Si je n’avais pas de problème avec mes opinions de gauche — bien au contraire, ma décision en découlait —, il était bien plus difficile de concilier ce que je m’apprêtais à faire avec le féminisme. Car cela revenait à reproduire le sempiternel schéma patriarcal de « la femme qui reste à veiller sur les enfants ». […] Comme avec le pacifisme abstrait, la chose suivante s’est produite : pendant des décennies, on construit autour de soi des bulles « justes » et « politiquement correctes » de positionnements théoriques. Mais vient la pratique de l’histoire, et elle fait voler en éclats tout cela d’un seul souffle.
Je ne sais toujours pas quoi en penser. Je le théoriserai plus tard. Quand j’aurai à nouveau ce privilège.
Et pour l’instant je ressens une admiration folle pour toutes les femmes en uniforme sans exception.

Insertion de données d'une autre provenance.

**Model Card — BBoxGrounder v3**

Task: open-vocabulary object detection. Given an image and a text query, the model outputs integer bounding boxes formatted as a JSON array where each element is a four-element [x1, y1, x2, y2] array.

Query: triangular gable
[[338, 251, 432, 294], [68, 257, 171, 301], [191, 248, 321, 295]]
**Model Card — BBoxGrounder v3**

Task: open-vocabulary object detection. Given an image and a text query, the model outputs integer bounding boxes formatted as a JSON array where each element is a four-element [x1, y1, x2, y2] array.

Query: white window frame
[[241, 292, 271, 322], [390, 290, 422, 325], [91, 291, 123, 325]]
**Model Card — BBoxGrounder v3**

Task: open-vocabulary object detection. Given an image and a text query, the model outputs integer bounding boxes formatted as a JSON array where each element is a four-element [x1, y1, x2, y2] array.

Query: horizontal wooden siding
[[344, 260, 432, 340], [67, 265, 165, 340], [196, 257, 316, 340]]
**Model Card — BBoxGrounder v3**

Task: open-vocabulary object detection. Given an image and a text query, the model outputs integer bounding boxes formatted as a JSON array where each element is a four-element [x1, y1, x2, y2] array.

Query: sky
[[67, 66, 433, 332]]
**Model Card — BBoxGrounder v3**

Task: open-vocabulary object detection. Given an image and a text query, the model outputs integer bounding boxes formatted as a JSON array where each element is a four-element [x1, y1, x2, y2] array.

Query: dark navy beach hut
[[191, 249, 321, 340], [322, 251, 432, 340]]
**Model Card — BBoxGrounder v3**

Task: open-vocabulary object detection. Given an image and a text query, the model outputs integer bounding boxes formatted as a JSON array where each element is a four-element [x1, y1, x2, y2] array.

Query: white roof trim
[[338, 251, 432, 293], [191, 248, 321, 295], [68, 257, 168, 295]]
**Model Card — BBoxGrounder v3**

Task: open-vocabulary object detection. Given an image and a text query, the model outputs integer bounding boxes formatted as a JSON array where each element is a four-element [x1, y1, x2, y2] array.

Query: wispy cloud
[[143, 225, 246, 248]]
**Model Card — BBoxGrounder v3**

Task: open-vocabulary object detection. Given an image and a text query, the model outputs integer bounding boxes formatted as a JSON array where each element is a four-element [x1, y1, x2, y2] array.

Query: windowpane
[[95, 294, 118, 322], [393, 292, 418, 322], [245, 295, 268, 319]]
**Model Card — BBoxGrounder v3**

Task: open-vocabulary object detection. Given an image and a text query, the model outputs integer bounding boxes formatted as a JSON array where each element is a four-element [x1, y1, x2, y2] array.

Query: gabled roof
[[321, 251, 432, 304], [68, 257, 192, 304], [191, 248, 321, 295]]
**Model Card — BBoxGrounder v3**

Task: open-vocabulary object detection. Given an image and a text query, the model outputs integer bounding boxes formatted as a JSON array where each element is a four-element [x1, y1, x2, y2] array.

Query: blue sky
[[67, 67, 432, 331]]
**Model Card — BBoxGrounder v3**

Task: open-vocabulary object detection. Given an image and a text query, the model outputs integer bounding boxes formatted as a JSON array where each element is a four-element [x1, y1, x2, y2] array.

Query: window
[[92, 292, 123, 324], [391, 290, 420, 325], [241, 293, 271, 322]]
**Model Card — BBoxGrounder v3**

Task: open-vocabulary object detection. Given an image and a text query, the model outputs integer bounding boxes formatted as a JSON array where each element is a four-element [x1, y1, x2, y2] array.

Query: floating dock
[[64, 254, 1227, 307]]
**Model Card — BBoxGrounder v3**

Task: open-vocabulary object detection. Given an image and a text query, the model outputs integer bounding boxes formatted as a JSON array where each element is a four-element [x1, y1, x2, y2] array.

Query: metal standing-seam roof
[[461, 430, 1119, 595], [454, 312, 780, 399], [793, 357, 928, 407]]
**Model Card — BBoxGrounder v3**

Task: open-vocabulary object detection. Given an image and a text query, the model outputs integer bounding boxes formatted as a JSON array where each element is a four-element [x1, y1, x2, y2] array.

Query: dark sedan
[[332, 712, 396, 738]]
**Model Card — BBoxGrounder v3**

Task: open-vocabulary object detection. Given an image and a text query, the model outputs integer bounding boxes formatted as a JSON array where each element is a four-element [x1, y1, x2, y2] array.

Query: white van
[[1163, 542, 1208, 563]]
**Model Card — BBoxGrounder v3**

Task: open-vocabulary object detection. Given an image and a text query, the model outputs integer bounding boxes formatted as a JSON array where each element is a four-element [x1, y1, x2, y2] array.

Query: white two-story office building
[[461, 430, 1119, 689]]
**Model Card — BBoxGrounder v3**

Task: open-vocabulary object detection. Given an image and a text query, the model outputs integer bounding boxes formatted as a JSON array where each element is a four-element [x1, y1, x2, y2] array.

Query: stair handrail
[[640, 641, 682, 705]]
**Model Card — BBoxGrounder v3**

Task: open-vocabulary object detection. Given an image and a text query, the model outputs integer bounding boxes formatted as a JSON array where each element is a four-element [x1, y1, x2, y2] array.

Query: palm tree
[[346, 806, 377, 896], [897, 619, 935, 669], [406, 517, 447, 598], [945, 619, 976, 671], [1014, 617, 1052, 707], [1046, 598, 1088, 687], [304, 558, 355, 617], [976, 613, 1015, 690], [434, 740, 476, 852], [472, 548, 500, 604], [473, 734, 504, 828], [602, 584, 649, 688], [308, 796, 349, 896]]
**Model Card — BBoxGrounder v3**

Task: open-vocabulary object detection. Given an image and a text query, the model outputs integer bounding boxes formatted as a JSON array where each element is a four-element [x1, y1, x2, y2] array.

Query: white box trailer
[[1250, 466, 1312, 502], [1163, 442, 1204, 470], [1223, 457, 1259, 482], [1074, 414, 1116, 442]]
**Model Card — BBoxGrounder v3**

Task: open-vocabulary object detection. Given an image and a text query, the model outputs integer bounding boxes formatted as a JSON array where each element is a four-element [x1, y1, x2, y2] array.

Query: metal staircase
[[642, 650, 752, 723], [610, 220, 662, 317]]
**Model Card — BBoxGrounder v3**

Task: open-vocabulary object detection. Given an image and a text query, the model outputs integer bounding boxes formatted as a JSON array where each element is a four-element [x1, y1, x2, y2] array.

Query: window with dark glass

De même, je ne sais toujours pas quoi penser du partage des tâches entre les hommes et les femmes. Bien que féministes, les hommes de ma bande se sont engagés, alors que les femmes sont restées à la maison avec les enfants. Si la vie et l’intégrité physique sont le « prix à payer du privilège masculin », c’est un prix relativement élevé. En même temps, parmi les femmes qui se sont engagées, il y a beaucoup de féministes.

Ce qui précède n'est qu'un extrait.